The Pomo people traditionally lived in the area around the Russian River in California, including Sonoma, Mendocino, and Lake counties. This area has an abundance of willows, sedges, and other plants that are traditionally used for basketweaving.

Pomo traditions held that a weaver's baskets were either burned or buried with her upon her death, or buried with a relative when they died. However, it also meant that with each death, valuable works of art and important teaching tools were lost forever. Allen came from a family of accomplished basketweavers, including her mother, Annie Ramon Gomachu Burke (1876–1962), and her maternal grandmother, Mary Arnold (1845–1925), both of Cloverdale Rancheria. As a child, Allen learned to gather plants for basket weaving by observing her mother and grandmother. When Mary Arnold died in 1924, her family followed tradition and buried her baskets and weaving materials with her. As a result, Allen lost those examples of weaving with her grandmother's death. With only a few examples left to study, she relied on her mother to help her continue learning the craft.
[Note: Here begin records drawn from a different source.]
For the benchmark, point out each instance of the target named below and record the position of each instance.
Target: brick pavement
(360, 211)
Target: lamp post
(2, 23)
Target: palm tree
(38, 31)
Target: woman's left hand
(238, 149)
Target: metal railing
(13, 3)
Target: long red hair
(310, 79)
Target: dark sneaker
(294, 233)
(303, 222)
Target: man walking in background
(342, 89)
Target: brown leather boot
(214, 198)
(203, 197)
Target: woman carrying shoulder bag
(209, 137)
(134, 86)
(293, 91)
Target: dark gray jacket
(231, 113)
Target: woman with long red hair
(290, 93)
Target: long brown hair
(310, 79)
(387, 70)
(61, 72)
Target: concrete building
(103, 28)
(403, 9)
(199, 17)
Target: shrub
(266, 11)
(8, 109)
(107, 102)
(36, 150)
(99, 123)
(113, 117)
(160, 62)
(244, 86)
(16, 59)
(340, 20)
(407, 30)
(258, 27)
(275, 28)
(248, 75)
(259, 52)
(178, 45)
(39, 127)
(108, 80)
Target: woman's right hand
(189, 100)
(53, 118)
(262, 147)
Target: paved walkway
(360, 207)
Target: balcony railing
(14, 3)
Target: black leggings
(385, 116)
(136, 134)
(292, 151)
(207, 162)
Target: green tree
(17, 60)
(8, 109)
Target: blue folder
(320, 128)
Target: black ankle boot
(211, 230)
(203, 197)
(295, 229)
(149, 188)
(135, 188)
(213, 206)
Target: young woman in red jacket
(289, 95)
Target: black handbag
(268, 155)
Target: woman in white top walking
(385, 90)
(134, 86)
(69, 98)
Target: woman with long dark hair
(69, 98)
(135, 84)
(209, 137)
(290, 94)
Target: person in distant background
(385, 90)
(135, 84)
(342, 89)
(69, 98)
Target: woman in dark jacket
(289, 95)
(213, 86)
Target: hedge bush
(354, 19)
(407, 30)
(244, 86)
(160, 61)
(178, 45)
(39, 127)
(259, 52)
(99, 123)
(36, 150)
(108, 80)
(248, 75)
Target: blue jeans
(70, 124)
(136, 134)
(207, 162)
Anne Burke, Allen's mother, became skilled at basket weaving, creating beautiful, intricate designs on baskets she showcased at fairs across California. However, Burke noticed that knowledge of weaving was fading, and she concluded that if weavers' baskets were buried or burned, future generations would lack examples to study. In her later years, as her health worsened, Burke requested her daughter not to bury her baskets after her death. She wanted to preserve them for future generations to study and for non-Indians to see the Pomo people's skills, worried that the craft would be forgotten without physical examples. In honoring her mother's last wish, Allen went against tradition, and many of the Pomo community, including relatives, criticized her. Some urged her to follow tradition by allowing the baskets to "die with the people". Still, Allen remained committed to her mother's request and promised to keep the tradition alive.

Co-founded by Allen and her mother, along with other weavers, the Pomo Indian Women's Club provided a social and professional space for basket makers, operating from 1940 to 1957. The club advocated for its members by establishing fair prices for their baskets. Additionally, they organized exhibitions and demonstrations to educate the public about Pomo basketry culture and artistry.
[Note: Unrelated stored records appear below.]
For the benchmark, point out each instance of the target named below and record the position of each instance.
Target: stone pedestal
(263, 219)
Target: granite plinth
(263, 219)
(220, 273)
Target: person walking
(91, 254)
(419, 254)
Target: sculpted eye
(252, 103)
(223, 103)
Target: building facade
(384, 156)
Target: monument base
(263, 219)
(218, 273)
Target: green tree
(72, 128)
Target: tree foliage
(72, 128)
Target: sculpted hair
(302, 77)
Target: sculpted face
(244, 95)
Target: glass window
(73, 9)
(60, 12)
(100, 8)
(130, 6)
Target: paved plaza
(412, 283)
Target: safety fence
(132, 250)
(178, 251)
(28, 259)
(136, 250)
After raising her children, Allen more fully dedicated herself to weaving and teaching Pomo basket making at the age of 62, following her mother's death in 1962. During the 1950s and 1960s, interest in basketry declined, including among the Pomo. In response, Allen began teaching the craft at the Mendocino Art Center to anyone who wanted to learn, regardless of whether they were Pomo or not. This decision, however, created controversy within her tribe. One of her last students was her niece, Susan Billy. With Billy, Allen felt she had found an apprentice who would carry on the basket weaving tradition and teach it to others.

Published in 1972, Elsie Allen wrote Pomo Basketmaking: A Supreme Art for the Weaver. In this work, Allen provides detailed explanations and photographs that describe the Pomo's basket-making techniques. She shares her life story and offers insights on how to gather materials and create various styles of baskets. Moreover, the book preserved Allen's techniques, serving as an instruction manual for future generations in the art of Pomo basket weaving.
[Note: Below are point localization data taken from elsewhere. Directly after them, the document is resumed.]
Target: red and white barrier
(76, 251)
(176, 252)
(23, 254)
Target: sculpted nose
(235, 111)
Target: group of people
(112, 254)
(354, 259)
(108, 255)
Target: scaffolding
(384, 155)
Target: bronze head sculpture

==Southern Pomo language==

Allen worked with linguist Abraham M. Halpern to document the Southern Pomo language.

==Legacy==
Allen died on December 31, 1990, at the age of 91.

Together with Mabel McKay and Laura Somersal, Elsie Allen is regarded as one of the three best-known California basketweavers of her generation. Allen is the subject of several books, including Dot Brovarney, Susan Billy, and Suzanne Abel-Vidor's 2005 Remember Your Relations: Elsie Allen Baskets, Family, And Friends and Sandra J. Metzler's 1996 A promise kept: Basketry of the Pomo and the Elsie Allen basket collection.

Elsie Allen High School in Santa Rosa, California, is named for her.

==Published work==
- Allen, Elsie. Pomo Basketmaking: A Supreme Art for the Weaver. Red. ed. Happy Camp, California: Naturegraph Publishers, Inc. (1972).